The grime-covered statue of Talaat Harb, prominent lawyer and founder
of the national bank, now faces a rival: the National Bank of Abu
Dhabi. Directly behind the statue towers Chark Assurances, where our
taxi driver left us, pointing east toward the Tulip before speeding
off.
Landscapes, Cafes for Radicals
One of the few lights above ground level around midnight was the
billboard above the Chark building. At seven stories, Chark Assurances
is the tallest building in the square. Even with a story-high Arabic
billboard, the rooftops of the Nile Hilton (a white and blue modern
monstrosity) and several other downtown buildings can be seen spreading
out into the distance.
A towering clock on the second-story deck of the Chark building read
12:17 a.m. as a woman in a bright-red burka took a seat on a
street-side bench. Three children with her carried pink heart-shaped
balloons and played in an open sidewalk beneath a small tree as cars
raced past, horns blaring. A block down the street, three men pushed a
black-and-white taxi around the corner of El-Bustan. With the hood
still up, they gently rolled the cab along the sidewalk in front of
Cafe Riche.
The cafe, known to reject tourists at the door, is rumored to have
hosted Abdul Gamal Nasser’s Free Officers while they plotted to
overthrow King Farouk in 1952. The cafe is also known to have often
served Saddam Hussein in his youth, and has remained open almost
continuously since 1908.
Rebuilt to look authentic, the cafe’s polished wooden exterior and lush
pottery elevates it just a bit too much from the run-down grime of the
surrounding area.
Two blocks up, Talaat Harb pours into Tahrir Square where Kentucky
Fried Chicken, on the right of the street above the Sadat Metro
Station, is sometimes packed with customers as late as 12:45 a.m. KFC’s
full-windowed front faces the Mugamma, a Soviet gift of the 1960s,
which houses within its droll exterior the bureaucracy of the Interior,
Health and Education Ministries, as well as the Cairo Governate.

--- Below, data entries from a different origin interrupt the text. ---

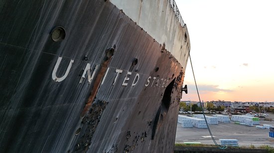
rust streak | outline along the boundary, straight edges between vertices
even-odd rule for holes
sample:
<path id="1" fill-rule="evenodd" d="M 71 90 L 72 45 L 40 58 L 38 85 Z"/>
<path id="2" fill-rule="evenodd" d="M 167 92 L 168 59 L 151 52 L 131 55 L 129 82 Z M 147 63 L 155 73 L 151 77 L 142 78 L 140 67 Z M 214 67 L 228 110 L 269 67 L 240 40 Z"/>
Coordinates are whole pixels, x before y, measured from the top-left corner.
<path id="1" fill-rule="evenodd" d="M 108 58 L 107 60 L 105 61 L 103 63 L 102 66 L 99 68 L 98 74 L 96 76 L 96 79 L 94 81 L 94 84 L 93 85 L 92 90 L 91 91 L 90 96 L 88 100 L 88 102 L 86 104 L 84 109 L 81 113 L 81 117 L 85 116 L 87 112 L 90 109 L 90 106 L 92 104 L 92 103 L 95 99 L 95 97 L 96 96 L 96 94 L 97 94 L 98 89 L 100 88 L 100 85 L 102 80 L 103 79 L 104 76 L 108 69 L 108 65 L 110 62 L 111 60 L 111 57 Z"/>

Next door, a fairly new-looking cafe hosted a few locals smoking
sheesha and drinking tea. The fruit-flavored smoke poured out onto the
sidewalk, mixing with the gray fog of burning petrol.
Known as the Wadi el-Nil, this cafe was remodeled in 1993 after being
bombed by Islamic radicals, apparently in reaction to Sudanese cannabis
dealers who frequented the establishment. The red and white tiles
lining the shop sparkle. The wooden seats are decorated with
carefully-carved helms.
Just north of the Wadi el-Nil, two women in black burkas begged for
change or food. Despite their spot beneath an imposing tree, the Nile
Hilton was in plain view. At 1:20 a.m. in the morning the streets were
still crowded with shoppers, the cars still honked incessantly.
The Beginning
Twelve hours earlier, at the Cairo International Airport I had waited,
a weary American tourist among a crowd of angry and distraught Air
Italia passengers. Frustrated Arabic shouts passed through the crowd.
“Where can I smoke a cigarette?” I asked an airport security guard dressed in white.
“Here,” he said.
“Here?” I questioned.
Standing under a “no smoking” sign, I fingered the lit cigarette nervously. Other guards in white passed, eyeing me curiously.
“Don’t be worried,” he laughed in heavily-accented English. “You are in Egypt.”